Observation data (J2000 epoch)
- Right ascension: 06^{h} 08^{m} 54.0^{s}
- Declination: +24° 20′ 00″
- Distance: 2,970 ly (912 pc)
- Apparent magnitude (V): 5.3
- Apparent dimensions (V): 28 arcmins

Physical characteristics
- Mass: 1,600 M_{☉}
- Radius: 11 ly
- Estimated age: 100 Myr
- Other designations: M35, NGC 2168, Cr 82, C 0605+243

Associations
- Constellation: Gemini

= Messier 35 =

Open cluster in the constellation Gemini

Messier 35 or M35, also known as NGC 2168 or the Shoe-Buckle Cluster, is a relatively close open cluster of stars in the west of Gemini, at about the declination of the Sun when the latter is at June solstice. (Note: Hence M35 cannot be seen from the Antarctic Circle) It was discovered by Philippe Loys de Chéseaux around 1745 and independently discovered by John Bevis before 1750. It is scattered over part of the sky almost the size of the full moon and is 912 pc away. The compact open cluster NGC 2158 lies directly southwest of it.

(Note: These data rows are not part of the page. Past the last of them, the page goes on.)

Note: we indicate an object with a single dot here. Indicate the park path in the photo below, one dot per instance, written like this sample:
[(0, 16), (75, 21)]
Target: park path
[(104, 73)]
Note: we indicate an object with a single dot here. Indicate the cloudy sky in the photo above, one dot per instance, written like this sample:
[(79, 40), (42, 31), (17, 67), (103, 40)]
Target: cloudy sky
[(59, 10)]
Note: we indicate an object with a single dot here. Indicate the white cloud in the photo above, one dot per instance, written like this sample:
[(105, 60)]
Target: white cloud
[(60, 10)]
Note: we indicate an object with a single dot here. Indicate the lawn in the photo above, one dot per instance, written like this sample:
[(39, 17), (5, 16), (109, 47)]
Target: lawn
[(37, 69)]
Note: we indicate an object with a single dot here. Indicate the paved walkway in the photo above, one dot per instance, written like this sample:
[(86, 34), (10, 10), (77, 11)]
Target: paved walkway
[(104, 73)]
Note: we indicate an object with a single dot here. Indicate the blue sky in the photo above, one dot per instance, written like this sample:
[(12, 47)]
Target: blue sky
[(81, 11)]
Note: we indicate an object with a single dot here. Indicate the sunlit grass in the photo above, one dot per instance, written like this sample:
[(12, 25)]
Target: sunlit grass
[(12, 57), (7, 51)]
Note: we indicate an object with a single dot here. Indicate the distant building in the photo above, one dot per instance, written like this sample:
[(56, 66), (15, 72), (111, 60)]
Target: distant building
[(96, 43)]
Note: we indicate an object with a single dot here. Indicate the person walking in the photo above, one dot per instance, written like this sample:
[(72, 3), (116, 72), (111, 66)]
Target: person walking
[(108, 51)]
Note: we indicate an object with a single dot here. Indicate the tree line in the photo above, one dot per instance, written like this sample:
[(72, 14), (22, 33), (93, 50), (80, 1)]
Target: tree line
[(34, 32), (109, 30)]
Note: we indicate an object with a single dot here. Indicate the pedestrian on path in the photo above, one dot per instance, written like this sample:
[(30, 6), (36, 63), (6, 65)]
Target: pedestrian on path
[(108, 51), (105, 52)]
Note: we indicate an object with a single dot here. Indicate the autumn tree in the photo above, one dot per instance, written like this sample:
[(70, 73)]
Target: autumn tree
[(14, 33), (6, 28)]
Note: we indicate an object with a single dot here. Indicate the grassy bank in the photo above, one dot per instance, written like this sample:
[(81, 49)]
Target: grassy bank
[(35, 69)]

Leonard & Merritt (1989) computed the mass of M35 using a statistical technique based on proper motion velocities of its stars. The mass within the central 3.75 pc was found to be between 1600 and 3200 solar masses, (Note: with 95 percent confidence) consistent with the mass of a realistic stellar population within the same radius. Bouy et al. in 2015 found a mass of around 1600 solar mass within the central 27.5' × 27.5′. There are 305 stars that can be intrinsically shown to be extremely likely to be members, (Note: have values that give a confidence of 95% or higher) and up to 4,349 averaging the 50% membership probability, from the kinematic (such as parallax and proper motion) and spectral data published before 2015. The cluster's metallicity is [Fe/H] = −0.21±0.10, where −1 would be ten times less metallic than the sun.

Of 418 probable members, Leiner et al. in 2015 found 64 that have variable radial velocities thus are binary star systems. Four probable members are chemically peculiars, while HD 41995, which in the (telescopic angular) cluster field, shows emission lines. Hu et al. in 2005 found 13 variable stars in the field; at least three are suspect as cluster members. To be a member means to have a gravitational tie or, if recently freed, having been created by the same event.